Lorsqu’ils s’installent dans leur nouvelle maison, une jolie propriété de quartier résidentiel, leur emménagement est rapidement gâché par une sensation étrange dans leur nouveau logement. Chloe ressent une présence, la sensation de quelque chose d’invisible qui l’observe dans sa chambre. Rapidement, ce sentiment devient concret et terrifiant lorsque des objets se mettent à bouger tout seuls.

Ce synopsis pourrait être celui d’un film d’horreur grand public, dans la lignée de la franchise Paranormal Activity. Le réalisateur s’était essayé à l’exercice du film d’épouvante avec Paranoïa, sorti en 2018, où l’on suivait une jeune femme persuadée d’être poursuivie par son stalker et qui finissait enfermée contre son gré dans un hôpital psychiatrique. Le lien évident entre les deux long-métrages est leur parti pris de mise en scène.

Paranoïa avait été entièrement filmé à l’iPhone. La qualité de l’image et le mouvement du téléphone participaient grandement au sentiment anxiogène procuré par le film. Presence, lui, ne se différencie pas par son choix de caméra, mais par son point de vue. Le film est intégralement filmé à la première personne, c’est-à-dire que la caméra remplace les yeux d’un personnage. C’est un procédé filmique qui a déjà été utilisé de nombreuses fois dans le cinéma d’horreur.

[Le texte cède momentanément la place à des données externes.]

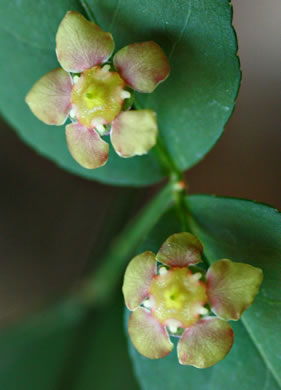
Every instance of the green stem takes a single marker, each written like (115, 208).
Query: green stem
(99, 286)
(88, 11)
(175, 174)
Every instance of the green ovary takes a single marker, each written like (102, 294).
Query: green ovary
(97, 96)
(178, 295)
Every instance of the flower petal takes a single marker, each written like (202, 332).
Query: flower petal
(50, 98)
(81, 44)
(138, 278)
(149, 337)
(134, 133)
(86, 146)
(180, 250)
(232, 287)
(142, 65)
(205, 343)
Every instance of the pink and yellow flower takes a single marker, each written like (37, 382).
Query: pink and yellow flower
(168, 295)
(95, 92)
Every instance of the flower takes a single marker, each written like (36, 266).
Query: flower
(95, 92)
(175, 298)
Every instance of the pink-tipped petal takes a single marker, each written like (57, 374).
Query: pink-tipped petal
(50, 98)
(142, 65)
(180, 250)
(138, 278)
(134, 133)
(86, 146)
(205, 343)
(149, 337)
(232, 287)
(81, 44)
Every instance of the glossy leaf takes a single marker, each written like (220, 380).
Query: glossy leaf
(192, 105)
(66, 348)
(247, 232)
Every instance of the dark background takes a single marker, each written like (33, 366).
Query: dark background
(52, 222)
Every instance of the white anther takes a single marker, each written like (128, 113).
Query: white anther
(75, 79)
(203, 311)
(162, 270)
(147, 303)
(72, 113)
(100, 128)
(105, 68)
(125, 94)
(173, 325)
(197, 276)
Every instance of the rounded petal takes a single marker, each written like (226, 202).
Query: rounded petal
(205, 343)
(232, 287)
(50, 98)
(81, 44)
(180, 250)
(134, 133)
(142, 65)
(149, 337)
(138, 278)
(86, 146)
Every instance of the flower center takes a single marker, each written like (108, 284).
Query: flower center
(97, 96)
(178, 295)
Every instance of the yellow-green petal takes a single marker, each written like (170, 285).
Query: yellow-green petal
(148, 337)
(180, 250)
(232, 287)
(82, 44)
(142, 65)
(134, 133)
(138, 278)
(205, 343)
(86, 146)
(50, 98)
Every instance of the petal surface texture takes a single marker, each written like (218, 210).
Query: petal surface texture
(142, 65)
(232, 287)
(134, 133)
(148, 336)
(50, 98)
(138, 278)
(81, 44)
(86, 146)
(205, 343)
(180, 250)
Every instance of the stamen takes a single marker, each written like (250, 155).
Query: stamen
(147, 303)
(125, 94)
(203, 311)
(173, 325)
(72, 113)
(105, 68)
(197, 276)
(100, 128)
(162, 270)
(75, 79)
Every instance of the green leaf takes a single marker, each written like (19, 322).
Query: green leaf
(193, 105)
(242, 231)
(67, 347)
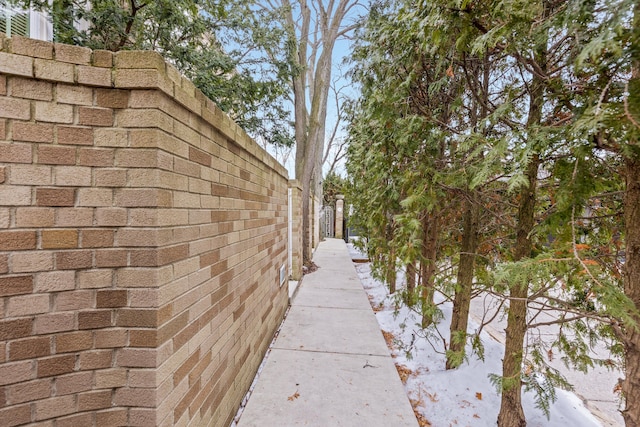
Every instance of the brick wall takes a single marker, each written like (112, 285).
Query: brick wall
(141, 237)
(296, 229)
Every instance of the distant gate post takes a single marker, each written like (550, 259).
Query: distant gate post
(339, 215)
(295, 229)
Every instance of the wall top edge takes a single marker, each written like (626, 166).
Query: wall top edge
(127, 69)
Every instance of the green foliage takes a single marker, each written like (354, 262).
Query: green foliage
(446, 115)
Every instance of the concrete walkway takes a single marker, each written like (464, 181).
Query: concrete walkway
(329, 365)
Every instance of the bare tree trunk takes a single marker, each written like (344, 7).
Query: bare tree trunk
(391, 270)
(464, 284)
(428, 266)
(409, 298)
(314, 80)
(511, 413)
(631, 339)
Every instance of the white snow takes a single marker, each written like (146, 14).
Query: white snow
(464, 396)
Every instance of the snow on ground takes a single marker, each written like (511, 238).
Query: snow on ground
(465, 396)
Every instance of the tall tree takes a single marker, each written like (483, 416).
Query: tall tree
(314, 27)
(212, 43)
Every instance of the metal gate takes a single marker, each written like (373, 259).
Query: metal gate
(327, 227)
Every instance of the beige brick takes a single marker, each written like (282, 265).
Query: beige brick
(51, 112)
(95, 319)
(29, 348)
(111, 378)
(34, 217)
(137, 158)
(16, 285)
(110, 338)
(72, 135)
(82, 419)
(74, 383)
(110, 137)
(93, 279)
(90, 401)
(73, 260)
(72, 54)
(31, 89)
(144, 118)
(11, 373)
(95, 197)
(31, 47)
(56, 155)
(111, 177)
(74, 176)
(55, 196)
(15, 196)
(13, 108)
(27, 262)
(74, 341)
(30, 175)
(102, 58)
(135, 397)
(96, 157)
(97, 238)
(74, 217)
(5, 217)
(74, 300)
(138, 59)
(140, 278)
(16, 65)
(109, 217)
(55, 407)
(143, 297)
(53, 323)
(29, 391)
(32, 132)
(112, 98)
(16, 415)
(59, 239)
(27, 305)
(55, 281)
(109, 258)
(16, 153)
(95, 116)
(143, 198)
(53, 70)
(94, 76)
(71, 94)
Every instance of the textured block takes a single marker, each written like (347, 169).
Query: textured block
(93, 76)
(32, 132)
(31, 89)
(31, 47)
(72, 54)
(16, 65)
(14, 108)
(53, 113)
(53, 70)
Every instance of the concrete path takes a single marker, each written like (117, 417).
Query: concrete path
(329, 365)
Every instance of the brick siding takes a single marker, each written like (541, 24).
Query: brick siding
(141, 237)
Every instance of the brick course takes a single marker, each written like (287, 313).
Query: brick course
(141, 237)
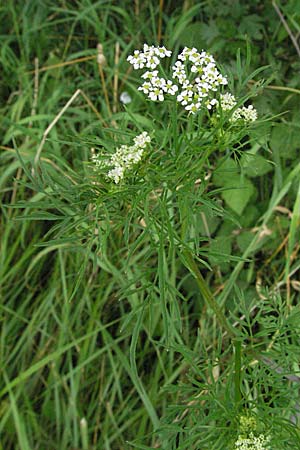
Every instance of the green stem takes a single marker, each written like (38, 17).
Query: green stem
(237, 370)
(206, 293)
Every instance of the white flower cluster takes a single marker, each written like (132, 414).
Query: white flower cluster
(195, 80)
(207, 79)
(246, 113)
(194, 88)
(124, 158)
(252, 442)
(149, 57)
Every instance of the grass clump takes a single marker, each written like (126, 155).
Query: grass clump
(149, 246)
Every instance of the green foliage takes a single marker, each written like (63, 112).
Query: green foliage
(159, 312)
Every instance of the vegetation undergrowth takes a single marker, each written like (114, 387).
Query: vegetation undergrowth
(149, 225)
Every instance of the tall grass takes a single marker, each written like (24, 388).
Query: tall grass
(154, 315)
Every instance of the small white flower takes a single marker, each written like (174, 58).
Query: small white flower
(125, 98)
(116, 174)
(249, 113)
(150, 75)
(146, 87)
(193, 107)
(170, 87)
(162, 52)
(157, 94)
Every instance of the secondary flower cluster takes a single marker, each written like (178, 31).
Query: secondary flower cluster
(248, 438)
(124, 158)
(194, 80)
(246, 113)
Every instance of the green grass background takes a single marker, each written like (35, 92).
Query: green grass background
(80, 368)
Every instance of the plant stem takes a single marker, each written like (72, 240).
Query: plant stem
(237, 370)
(206, 293)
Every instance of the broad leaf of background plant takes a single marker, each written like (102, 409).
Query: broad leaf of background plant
(237, 188)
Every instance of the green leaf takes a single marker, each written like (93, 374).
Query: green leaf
(238, 194)
(255, 165)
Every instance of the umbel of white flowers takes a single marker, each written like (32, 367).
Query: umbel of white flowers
(195, 80)
(248, 438)
(124, 159)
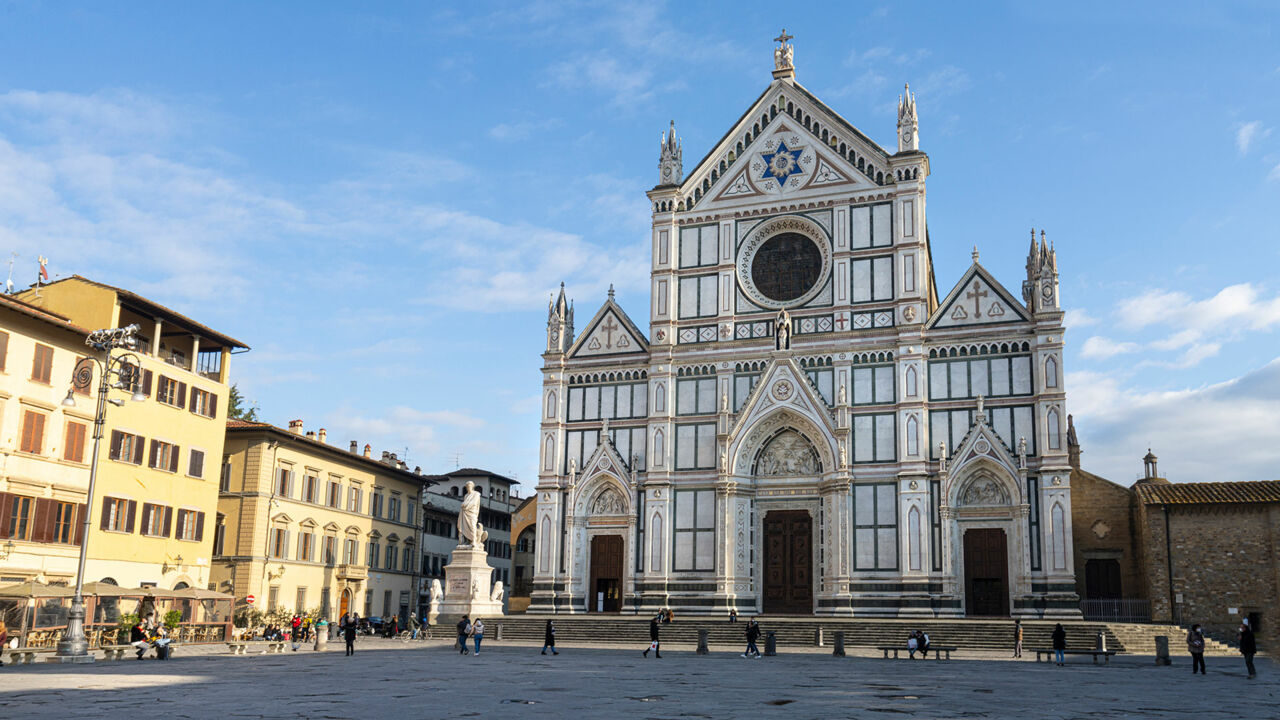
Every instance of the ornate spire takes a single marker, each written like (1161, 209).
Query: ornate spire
(671, 168)
(784, 57)
(908, 123)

Lorsque l’on évoque un plan iconique du cinéma de genre filmé à la première personne, impossible de ne pas penser à la célèbre ouverture du film Halloween de John Carpenter, lui-même s’étant inspiré de cet effet présent dans Black Christmas. Et il est probable que le film de Carpenter ait été une source d’inspiration importante pour Soderbergh, car à l’instar d’Halloween, le film ne révélera l’identité du personnage dont on adopte le point de vue qu’à la fin (de la séquence pour Halloween, et du film pour Presence).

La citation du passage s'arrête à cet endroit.